God had specified that if a man had no sons, his daughters were to inherit and carry on the family name.  In Numbers 27, Moses had given specific orders that Zelophehad’s daughters were to be given land, and at this time they approached Eleazar the priest to remind him of Moses’ instruction.  Each of the girls was given a piece of land along side their uncles, making ten portions on the west side of Jordan.

“And the coast of Manasseh was from Asher to Michmethah, that lieth before Shechem; and the border went along on the right hand unto the inhabitants of Entappuah. Now Manasseh had the land of Tappuah: but Tappuah on the border of Manasseh belonged to the children of Ephraim; And the coast descended unto the river Kanah, southward of the river: these cities of Ephraim are among the cities of Manasseh: the coast of Manasseh also was on the north side of the river, and the outgoings of it were at the sea: Southward it was Ephraim's, and northward it was Manasseh's, and the sea is his border; and they met together in Asher on the north, and in Issachar on the east.” (Joshua 17:7-10)

 This part of Mannaseh’s land lay to the west of Ephraim, north of the Kanah river. The area around Tappuah was technically Manasseh’s but Ephraim claimed some of the cities.  They were bounded on the north by Asher and by Issachar to the northeast.

“And Manasseh had in Issachar and in Asher Bethshean and her towns, and Ibleam and her towns, and the inhabitants of Dor and her towns, and the inhabitants of Endor and her towns, and the inhabitants of Taanach and her towns, and the inhabitants of Megiddo and her towns, even three countries.” (Joshua 17:11)

Though they were technically in Asher and Issachar, geographical features made it easier for these town to trade with and relate to Mannaseh than to their own tribes, in a manner similar to what is observed between towns in neighboring counties in the United States.

“Yet the children of Manasseh could not drive out the inhabitants of those cities; but the Canaanites would dwell in that land.  Yet it came to pass, when the children of Israel were waxen strong, that they put the Canaanites to tribute; but did not utterly drive them out.” (Joshua 17:12-13) 

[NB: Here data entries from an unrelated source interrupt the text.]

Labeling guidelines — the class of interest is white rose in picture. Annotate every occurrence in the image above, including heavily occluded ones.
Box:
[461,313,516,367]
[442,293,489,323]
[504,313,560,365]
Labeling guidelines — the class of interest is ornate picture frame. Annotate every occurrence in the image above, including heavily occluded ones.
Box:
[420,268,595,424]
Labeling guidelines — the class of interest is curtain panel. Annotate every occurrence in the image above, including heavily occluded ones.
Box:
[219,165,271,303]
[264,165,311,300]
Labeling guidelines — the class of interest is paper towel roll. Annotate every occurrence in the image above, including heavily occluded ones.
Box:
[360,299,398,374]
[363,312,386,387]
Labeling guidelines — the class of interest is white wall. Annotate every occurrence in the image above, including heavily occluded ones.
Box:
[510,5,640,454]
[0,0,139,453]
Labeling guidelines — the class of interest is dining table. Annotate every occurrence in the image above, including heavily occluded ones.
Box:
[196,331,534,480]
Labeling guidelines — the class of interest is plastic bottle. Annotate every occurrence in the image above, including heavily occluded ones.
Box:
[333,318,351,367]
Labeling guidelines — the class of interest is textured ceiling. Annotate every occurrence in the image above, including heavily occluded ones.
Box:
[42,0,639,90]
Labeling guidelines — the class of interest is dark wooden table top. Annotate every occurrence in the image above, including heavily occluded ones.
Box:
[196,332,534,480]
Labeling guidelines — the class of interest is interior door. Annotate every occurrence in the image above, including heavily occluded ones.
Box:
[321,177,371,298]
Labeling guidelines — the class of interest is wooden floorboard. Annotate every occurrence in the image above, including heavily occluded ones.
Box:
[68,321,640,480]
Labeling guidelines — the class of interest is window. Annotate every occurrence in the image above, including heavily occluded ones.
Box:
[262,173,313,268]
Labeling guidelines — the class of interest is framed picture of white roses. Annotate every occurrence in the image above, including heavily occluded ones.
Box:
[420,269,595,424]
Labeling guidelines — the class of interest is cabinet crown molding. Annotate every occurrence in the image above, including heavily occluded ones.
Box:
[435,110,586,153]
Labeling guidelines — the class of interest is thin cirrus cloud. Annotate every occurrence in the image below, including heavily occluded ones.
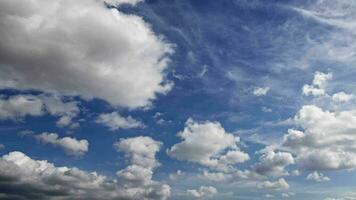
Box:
[95,112,145,131]
[0,0,173,108]
[0,95,80,128]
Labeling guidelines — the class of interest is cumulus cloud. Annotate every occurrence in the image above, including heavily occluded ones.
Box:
[167,119,249,170]
[332,92,356,102]
[96,112,145,131]
[34,132,89,156]
[257,178,289,190]
[283,105,356,171]
[302,71,332,96]
[0,94,80,128]
[253,150,295,177]
[114,136,170,199]
[0,95,44,120]
[0,152,170,200]
[0,0,173,108]
[281,192,295,198]
[187,186,218,198]
[114,136,162,169]
[306,171,330,182]
[199,169,263,182]
[252,87,270,96]
[168,170,185,180]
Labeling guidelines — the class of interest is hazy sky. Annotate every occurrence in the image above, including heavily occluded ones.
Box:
[0,0,356,200]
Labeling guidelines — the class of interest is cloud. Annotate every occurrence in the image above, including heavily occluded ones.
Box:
[34,132,89,156]
[167,119,249,170]
[302,71,332,96]
[265,194,275,198]
[168,170,185,180]
[257,178,289,190]
[114,136,162,169]
[252,87,270,96]
[252,150,295,177]
[0,94,80,128]
[281,192,295,198]
[306,171,330,182]
[332,92,356,102]
[114,136,171,199]
[187,186,218,198]
[199,169,263,182]
[0,152,170,200]
[283,105,356,171]
[0,95,44,120]
[96,112,145,131]
[0,0,173,108]
[325,192,356,200]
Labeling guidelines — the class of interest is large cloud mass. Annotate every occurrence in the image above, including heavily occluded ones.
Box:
[0,141,170,200]
[283,105,356,170]
[0,0,172,108]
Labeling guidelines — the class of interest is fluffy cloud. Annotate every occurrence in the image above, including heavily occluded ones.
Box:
[257,178,289,190]
[281,192,295,198]
[187,186,218,198]
[253,150,295,176]
[114,136,170,199]
[252,87,270,96]
[332,92,356,102]
[167,119,249,170]
[306,171,330,182]
[114,136,162,169]
[302,72,332,96]
[96,112,145,131]
[0,95,44,120]
[0,0,173,108]
[34,132,89,156]
[283,105,356,171]
[169,170,185,180]
[199,170,263,182]
[0,95,80,128]
[0,152,170,200]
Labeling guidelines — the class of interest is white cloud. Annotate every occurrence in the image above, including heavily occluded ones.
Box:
[34,132,89,156]
[167,119,249,170]
[302,71,332,96]
[283,105,356,171]
[332,92,356,102]
[0,94,80,128]
[0,152,170,200]
[199,170,262,182]
[114,136,170,199]
[325,192,356,200]
[187,186,218,198]
[306,171,330,182]
[0,95,44,120]
[168,170,185,180]
[252,87,270,96]
[281,192,295,198]
[0,0,173,108]
[291,169,301,176]
[257,178,289,190]
[114,136,162,169]
[253,150,295,177]
[96,112,145,131]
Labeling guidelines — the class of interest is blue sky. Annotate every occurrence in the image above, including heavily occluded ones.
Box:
[0,0,356,200]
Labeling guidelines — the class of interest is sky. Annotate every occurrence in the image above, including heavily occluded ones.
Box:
[0,0,356,200]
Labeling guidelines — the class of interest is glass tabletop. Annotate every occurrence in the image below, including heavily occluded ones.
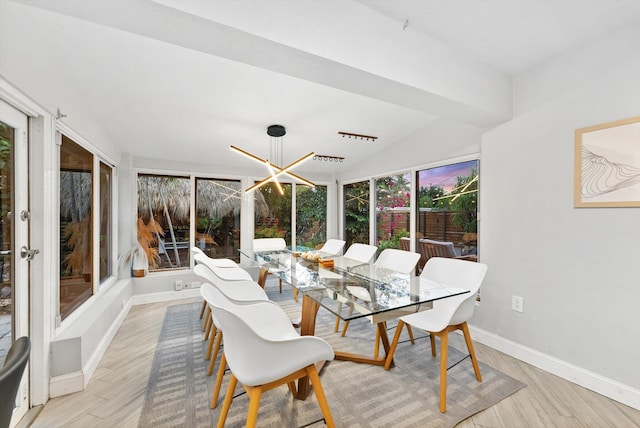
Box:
[240,250,469,322]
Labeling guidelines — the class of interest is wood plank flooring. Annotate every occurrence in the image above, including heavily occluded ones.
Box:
[25,299,640,428]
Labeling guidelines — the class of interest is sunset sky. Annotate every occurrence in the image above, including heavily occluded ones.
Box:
[418,160,478,192]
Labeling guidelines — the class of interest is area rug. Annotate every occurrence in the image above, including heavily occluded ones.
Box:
[139,290,525,428]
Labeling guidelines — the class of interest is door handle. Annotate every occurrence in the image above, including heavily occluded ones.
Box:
[20,245,40,262]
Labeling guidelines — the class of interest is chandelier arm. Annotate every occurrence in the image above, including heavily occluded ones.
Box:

Initially, Manasseh was not initially strong enough to drive out all the Canaanites.  Later, when they became strong enough, they elected to collect tribute from them instead, breaking God’s commandment.


  1. Thanks as always for the thorough Scripture exposition. I wish those that argue about Palestine's "rights" to Israel's land would read and trust in the Bible.
    Blessings to you,

    1. You are completely correct. The land claimed by the Palestinians is just a small part of the eastern edge of both Ephraim and Manasseh and most of Issachar. It was completely surrounded By the rest of Israel. If, as they claim, they are descendants of the Philistines, their land was to the southwest, along the Mediterranean Sea instead of where they presently are, and they have not been able to prove their relationship to the Philistines. They appear to be descendants of the mixed group the Assyrians relocated when they deported Israel, known in Christ's day as the Samaritans.